SpaceX has delayed the planned liftoff of a long-awaited space weather satellite and an ambitious rocket landing attempt another 24 hours, to Tuesday evening, due to weather concerns at its Florida launch site.

On Sunday, a U.S. Air Force ground radar malfunction delayed SpaceX's launch of Deep Space Climate Observatory, or DSCOVR, atop the private spaceflight company's Falcon 9 rocket. At first, liftoff was rescheduled for Monday — but launch managers said on Monday morning that the attempt would be pushed back to Tuesday at 6:05 p.m. ET.

"Weather for an attempt on Monday, Feb. 9, is unfavorable.
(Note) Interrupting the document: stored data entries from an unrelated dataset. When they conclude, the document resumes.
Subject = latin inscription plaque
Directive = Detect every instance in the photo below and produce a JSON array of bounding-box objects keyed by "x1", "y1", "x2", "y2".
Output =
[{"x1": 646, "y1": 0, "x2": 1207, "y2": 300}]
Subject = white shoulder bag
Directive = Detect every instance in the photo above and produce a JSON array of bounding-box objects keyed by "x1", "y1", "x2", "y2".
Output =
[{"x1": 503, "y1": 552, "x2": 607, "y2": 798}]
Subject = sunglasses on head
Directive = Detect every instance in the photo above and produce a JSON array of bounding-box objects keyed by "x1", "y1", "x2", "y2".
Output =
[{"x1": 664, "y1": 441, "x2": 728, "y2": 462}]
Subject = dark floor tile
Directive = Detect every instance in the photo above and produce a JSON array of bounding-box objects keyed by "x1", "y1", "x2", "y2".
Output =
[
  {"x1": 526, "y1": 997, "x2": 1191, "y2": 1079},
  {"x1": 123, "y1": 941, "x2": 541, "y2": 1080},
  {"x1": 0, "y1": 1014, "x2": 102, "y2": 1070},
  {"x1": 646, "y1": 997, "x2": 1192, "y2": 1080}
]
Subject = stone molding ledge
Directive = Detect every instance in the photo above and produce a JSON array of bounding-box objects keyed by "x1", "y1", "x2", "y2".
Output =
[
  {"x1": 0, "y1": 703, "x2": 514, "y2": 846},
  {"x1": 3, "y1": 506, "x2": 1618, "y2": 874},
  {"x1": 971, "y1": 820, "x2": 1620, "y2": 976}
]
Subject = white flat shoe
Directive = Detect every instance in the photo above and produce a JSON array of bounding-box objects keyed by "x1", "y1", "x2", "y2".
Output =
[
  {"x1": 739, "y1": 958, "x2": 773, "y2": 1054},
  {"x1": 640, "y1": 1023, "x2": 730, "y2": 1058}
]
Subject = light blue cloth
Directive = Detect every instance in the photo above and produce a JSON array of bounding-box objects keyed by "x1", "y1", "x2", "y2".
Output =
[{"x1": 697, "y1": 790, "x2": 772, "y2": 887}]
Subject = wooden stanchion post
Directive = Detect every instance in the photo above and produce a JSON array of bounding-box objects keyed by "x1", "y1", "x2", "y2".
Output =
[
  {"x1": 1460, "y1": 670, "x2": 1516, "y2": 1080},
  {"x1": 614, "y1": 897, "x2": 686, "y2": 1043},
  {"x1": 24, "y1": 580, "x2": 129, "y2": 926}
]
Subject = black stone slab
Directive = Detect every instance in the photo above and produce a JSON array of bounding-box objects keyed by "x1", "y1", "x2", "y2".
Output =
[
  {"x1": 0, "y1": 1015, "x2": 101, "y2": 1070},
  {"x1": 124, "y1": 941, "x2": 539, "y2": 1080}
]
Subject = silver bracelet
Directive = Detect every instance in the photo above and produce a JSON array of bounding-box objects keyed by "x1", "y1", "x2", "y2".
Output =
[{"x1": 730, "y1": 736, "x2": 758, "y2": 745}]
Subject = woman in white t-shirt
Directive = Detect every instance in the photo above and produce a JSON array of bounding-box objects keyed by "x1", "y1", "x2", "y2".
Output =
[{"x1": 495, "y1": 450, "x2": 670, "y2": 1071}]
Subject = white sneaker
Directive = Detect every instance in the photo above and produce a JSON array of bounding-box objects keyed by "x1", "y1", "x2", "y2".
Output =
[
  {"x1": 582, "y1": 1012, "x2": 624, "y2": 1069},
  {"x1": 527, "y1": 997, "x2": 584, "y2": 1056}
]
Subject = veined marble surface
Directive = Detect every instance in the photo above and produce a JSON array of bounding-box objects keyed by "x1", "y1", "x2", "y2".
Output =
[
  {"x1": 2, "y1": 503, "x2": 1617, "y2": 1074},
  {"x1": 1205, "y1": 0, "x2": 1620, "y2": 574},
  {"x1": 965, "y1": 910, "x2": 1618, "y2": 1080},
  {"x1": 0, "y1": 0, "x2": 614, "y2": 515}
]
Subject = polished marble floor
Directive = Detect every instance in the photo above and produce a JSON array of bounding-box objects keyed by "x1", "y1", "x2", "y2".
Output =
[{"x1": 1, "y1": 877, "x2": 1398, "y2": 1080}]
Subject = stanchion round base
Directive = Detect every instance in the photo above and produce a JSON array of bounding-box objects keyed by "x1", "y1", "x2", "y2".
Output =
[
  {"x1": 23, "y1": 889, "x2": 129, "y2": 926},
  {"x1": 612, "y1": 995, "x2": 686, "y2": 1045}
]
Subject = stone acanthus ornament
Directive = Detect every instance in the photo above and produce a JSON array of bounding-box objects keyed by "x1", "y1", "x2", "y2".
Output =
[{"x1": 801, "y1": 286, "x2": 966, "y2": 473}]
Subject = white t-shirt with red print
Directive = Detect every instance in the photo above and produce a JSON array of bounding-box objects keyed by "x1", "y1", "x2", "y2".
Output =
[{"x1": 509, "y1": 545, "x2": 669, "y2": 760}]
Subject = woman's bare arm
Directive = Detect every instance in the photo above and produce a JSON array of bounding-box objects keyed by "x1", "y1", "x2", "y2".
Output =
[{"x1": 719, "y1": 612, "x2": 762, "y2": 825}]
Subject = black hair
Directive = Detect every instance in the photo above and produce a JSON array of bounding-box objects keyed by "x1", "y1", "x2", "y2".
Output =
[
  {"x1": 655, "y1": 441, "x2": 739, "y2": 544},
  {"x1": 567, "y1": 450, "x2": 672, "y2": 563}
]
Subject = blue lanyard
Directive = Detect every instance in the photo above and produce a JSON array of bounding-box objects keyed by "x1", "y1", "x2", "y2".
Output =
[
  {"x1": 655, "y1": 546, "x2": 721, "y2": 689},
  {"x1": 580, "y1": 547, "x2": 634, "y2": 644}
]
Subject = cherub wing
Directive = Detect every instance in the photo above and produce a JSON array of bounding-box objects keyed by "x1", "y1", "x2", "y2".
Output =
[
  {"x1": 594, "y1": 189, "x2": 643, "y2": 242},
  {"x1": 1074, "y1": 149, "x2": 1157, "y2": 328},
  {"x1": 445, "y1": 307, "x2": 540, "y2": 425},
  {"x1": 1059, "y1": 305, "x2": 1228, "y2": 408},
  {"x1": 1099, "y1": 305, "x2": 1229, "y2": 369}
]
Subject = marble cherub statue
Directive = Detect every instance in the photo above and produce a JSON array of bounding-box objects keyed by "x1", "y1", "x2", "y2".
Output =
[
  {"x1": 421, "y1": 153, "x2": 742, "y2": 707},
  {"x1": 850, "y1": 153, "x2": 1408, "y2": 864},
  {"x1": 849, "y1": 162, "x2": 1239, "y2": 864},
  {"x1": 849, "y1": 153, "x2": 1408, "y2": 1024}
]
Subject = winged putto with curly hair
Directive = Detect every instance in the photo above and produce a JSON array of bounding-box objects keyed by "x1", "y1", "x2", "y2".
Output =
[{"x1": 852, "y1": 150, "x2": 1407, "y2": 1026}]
If that attempt were to scrub for weather, we would lose either the Tuesday or Wednesday launch opportunity due to crew rest requirements for the Air Force," the launch team explained in a statement. "Teams will target launch on Tuesday with a backup of Wednesday, as weather is more favorable on both of those days. While it is not required for flight, SpaceX will leverage the extra time to replace a video transmitter on the first stage in advance of the next attempt."

SpaceX workers examine the Falcon 9 rocket carrying the Deep Space Climate Observatory as it lies horizontally at Launch Complex 40 at Cape Canaveral Air Force Station in Florida on Monday. Scott Audette / Reuters

You can watch the SpaceX launch live online beginning at 5 p.m. ET, courtesy of NASA TV. SpaceX is also expected to provide a separate webcast to cover the launch. [The DSCOVR Mission in Pictures]
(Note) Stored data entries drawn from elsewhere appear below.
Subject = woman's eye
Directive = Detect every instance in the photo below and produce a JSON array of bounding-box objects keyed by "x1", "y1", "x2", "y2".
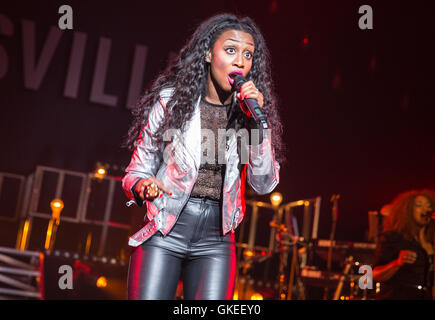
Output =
[
  {"x1": 415, "y1": 202, "x2": 431, "y2": 209},
  {"x1": 244, "y1": 51, "x2": 253, "y2": 59},
  {"x1": 226, "y1": 48, "x2": 236, "y2": 54}
]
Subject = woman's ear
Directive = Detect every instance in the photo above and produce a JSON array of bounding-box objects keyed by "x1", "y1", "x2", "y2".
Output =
[{"x1": 205, "y1": 50, "x2": 211, "y2": 63}]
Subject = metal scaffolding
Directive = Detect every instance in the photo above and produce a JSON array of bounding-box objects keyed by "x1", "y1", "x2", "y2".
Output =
[
  {"x1": 11, "y1": 166, "x2": 132, "y2": 257},
  {"x1": 235, "y1": 196, "x2": 322, "y2": 300},
  {"x1": 0, "y1": 246, "x2": 43, "y2": 299}
]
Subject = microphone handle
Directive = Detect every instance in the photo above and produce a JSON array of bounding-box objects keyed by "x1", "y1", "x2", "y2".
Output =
[{"x1": 244, "y1": 98, "x2": 268, "y2": 128}]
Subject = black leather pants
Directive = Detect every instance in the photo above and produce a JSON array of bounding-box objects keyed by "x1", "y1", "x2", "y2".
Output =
[{"x1": 127, "y1": 197, "x2": 236, "y2": 300}]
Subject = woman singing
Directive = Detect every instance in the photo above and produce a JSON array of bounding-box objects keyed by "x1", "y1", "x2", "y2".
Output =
[
  {"x1": 373, "y1": 189, "x2": 435, "y2": 299},
  {"x1": 122, "y1": 13, "x2": 284, "y2": 300}
]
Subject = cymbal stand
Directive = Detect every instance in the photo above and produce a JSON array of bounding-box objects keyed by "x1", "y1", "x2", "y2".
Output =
[
  {"x1": 237, "y1": 249, "x2": 273, "y2": 300},
  {"x1": 332, "y1": 256, "x2": 354, "y2": 300},
  {"x1": 270, "y1": 221, "x2": 306, "y2": 300},
  {"x1": 323, "y1": 194, "x2": 340, "y2": 300},
  {"x1": 275, "y1": 223, "x2": 287, "y2": 299},
  {"x1": 286, "y1": 238, "x2": 307, "y2": 300}
]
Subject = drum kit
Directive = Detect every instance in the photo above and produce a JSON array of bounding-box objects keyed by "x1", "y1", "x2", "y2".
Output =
[{"x1": 237, "y1": 194, "x2": 377, "y2": 300}]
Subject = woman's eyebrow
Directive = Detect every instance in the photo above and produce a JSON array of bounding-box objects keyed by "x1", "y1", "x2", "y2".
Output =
[{"x1": 225, "y1": 38, "x2": 255, "y2": 47}]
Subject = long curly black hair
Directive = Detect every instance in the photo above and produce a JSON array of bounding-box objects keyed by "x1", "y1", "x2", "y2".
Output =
[{"x1": 123, "y1": 13, "x2": 285, "y2": 163}]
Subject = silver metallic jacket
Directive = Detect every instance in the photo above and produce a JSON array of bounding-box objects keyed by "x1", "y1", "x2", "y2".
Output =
[{"x1": 123, "y1": 88, "x2": 280, "y2": 247}]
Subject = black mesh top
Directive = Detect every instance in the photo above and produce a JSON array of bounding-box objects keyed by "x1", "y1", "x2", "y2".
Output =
[{"x1": 190, "y1": 98, "x2": 229, "y2": 201}]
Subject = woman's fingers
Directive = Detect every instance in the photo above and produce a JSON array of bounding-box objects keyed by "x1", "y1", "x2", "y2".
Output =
[
  {"x1": 136, "y1": 177, "x2": 173, "y2": 200},
  {"x1": 237, "y1": 81, "x2": 264, "y2": 108},
  {"x1": 136, "y1": 179, "x2": 148, "y2": 200},
  {"x1": 406, "y1": 251, "x2": 417, "y2": 263},
  {"x1": 398, "y1": 250, "x2": 417, "y2": 265},
  {"x1": 153, "y1": 179, "x2": 173, "y2": 196},
  {"x1": 145, "y1": 177, "x2": 171, "y2": 195}
]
The $340 million DSCOVR mission is a partnership involving NASA, the National Oceanic and Atmospheric Administration and the Air Force. The spacecraft is designed to alert scientists 15 to 60 minutes before a potentially dangerous solar storm could impact Earth.

Once SpaceX delivers DSCOVR satellite to space, the company will attempt to land the first stage of its Falcon 9 rocket on a drone ship in the Atlantic Ocean. Representatives with the company attempted to perform a landing like this during an earlier launch, but the rocket stage exploded when it impacted the ship.

Tuesday will be a busy day for SpaceX: The company's robotic Dragon cargo ship is expected to leave the International Space Station on that day and carry cargo back down to Earth. If all goes according to plan, SpaceX will launch a rocket from Florida, attempt to land the first stage of that rocket in the Atlantic and have a capsule splash down in the Pacific, all in a matter of hours.